# Eheim and Fluval leaking...



## alzak (20 Jan 2012)

Hi 

I do have Eheim 2078 set up as my everyday filter and after today cleaning when I put everything together guess what LEAK massive one ... who I should contact about manufacture warranty as it is just 18 months old. 

This is not all, after changing filter for my spare one Fluval 205 this one develop a leak as well this time from o ring on priming bit, where I can get spare parts for fluval as it is nearly 4 years old so no warranty on it 

Thanks for help


----------



## sussex_cichlids (20 Jan 2012)

strip it down checking all the seals you can get eheim seal kits as i have spear kit for my wet and dry contact ehiem or local LFS they should be able to get you one 

Sure fluval will do the same Ive got a fluval parts book some ware so ill have a look 2morrow and get back to ya
What fluval is it dose it have ribbed pipe or smooth pipe


----------



## alzak (21 Jan 2012)

it is fluval 205


----------



## freelanderuk (21 Jan 2012)

there is a known problem with the eheim pump head leaking , i have had both pump heads replaced now on my 2073's by j allan aquariums and repairers  , google them and give them a ring as they are the uk distributors for eheim , there should be no problem with exchange as still in warranty as not 3 years old yet


----------



## John S (21 Jan 2012)

As Above call John Allan Aquarium. If its leaking where the pump head meets the cannister they might just send you a seal kit. I think the 'known' leaking applied to 2071, 73 and 75 pump heads. 2076 and 2078 were not affected.

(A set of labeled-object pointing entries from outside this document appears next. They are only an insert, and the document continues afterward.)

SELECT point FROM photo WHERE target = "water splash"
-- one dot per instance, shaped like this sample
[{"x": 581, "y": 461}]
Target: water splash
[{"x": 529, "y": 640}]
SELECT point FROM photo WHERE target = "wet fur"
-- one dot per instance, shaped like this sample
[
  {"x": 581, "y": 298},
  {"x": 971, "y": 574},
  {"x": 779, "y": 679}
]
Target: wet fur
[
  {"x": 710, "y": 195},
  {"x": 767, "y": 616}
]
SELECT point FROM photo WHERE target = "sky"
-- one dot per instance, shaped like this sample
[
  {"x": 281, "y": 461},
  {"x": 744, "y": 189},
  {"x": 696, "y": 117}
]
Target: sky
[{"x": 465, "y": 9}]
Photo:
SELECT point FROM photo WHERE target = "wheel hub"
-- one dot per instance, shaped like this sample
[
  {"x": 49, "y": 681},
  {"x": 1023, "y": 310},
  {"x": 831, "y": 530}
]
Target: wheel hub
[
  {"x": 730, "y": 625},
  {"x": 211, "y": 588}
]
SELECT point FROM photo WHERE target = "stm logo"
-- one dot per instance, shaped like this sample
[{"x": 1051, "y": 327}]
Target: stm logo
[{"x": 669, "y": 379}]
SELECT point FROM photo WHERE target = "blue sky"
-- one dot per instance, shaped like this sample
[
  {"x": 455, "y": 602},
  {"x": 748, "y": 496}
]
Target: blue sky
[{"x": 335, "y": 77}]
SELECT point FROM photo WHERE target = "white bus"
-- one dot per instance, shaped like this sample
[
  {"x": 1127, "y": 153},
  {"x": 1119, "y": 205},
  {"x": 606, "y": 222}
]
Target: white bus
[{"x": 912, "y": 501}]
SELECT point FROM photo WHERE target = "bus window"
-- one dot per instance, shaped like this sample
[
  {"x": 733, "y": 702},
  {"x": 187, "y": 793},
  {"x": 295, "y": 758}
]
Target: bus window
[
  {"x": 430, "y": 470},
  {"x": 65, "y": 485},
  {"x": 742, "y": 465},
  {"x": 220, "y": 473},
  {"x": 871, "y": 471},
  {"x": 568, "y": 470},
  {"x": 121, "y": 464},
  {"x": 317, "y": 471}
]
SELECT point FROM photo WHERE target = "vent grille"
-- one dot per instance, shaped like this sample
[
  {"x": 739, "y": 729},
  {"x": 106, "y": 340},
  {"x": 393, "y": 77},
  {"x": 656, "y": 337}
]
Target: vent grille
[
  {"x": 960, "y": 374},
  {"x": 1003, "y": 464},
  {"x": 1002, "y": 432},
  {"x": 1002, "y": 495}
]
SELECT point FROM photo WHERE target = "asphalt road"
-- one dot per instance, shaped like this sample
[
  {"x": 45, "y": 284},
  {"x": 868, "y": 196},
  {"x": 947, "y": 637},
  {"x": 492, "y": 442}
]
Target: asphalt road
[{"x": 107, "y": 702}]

Have recently used John Allan and got excellent service


----------



## sussex_cichlids (21 Jan 2012)

Fluval don't have seal kit on there parts list but there's the part numbers for the 205 parts


----------



## sussex_cichlids (21 Jan 2012)

Heres the part number for the seal kit for your Eheim filter 

7428670 Eheim Seal Ring Set for the 2076 and 2078 External Filter

Here Eheim 2076/2078 PDF parts list http://www.eheim.com/files/image/file/S ... _3e_GB.pdf


----------



## alzak (21 Jan 2012)

i email John Allan Aquarium yesterday but no reply today I'm glad that I do have another filter on this tank ... as my spare one have no use as well


----------



## freelanderuk (22 Jan 2012)

i found you are better of ringing John Allan Aquarium than emailing , they are extremely helpful


----------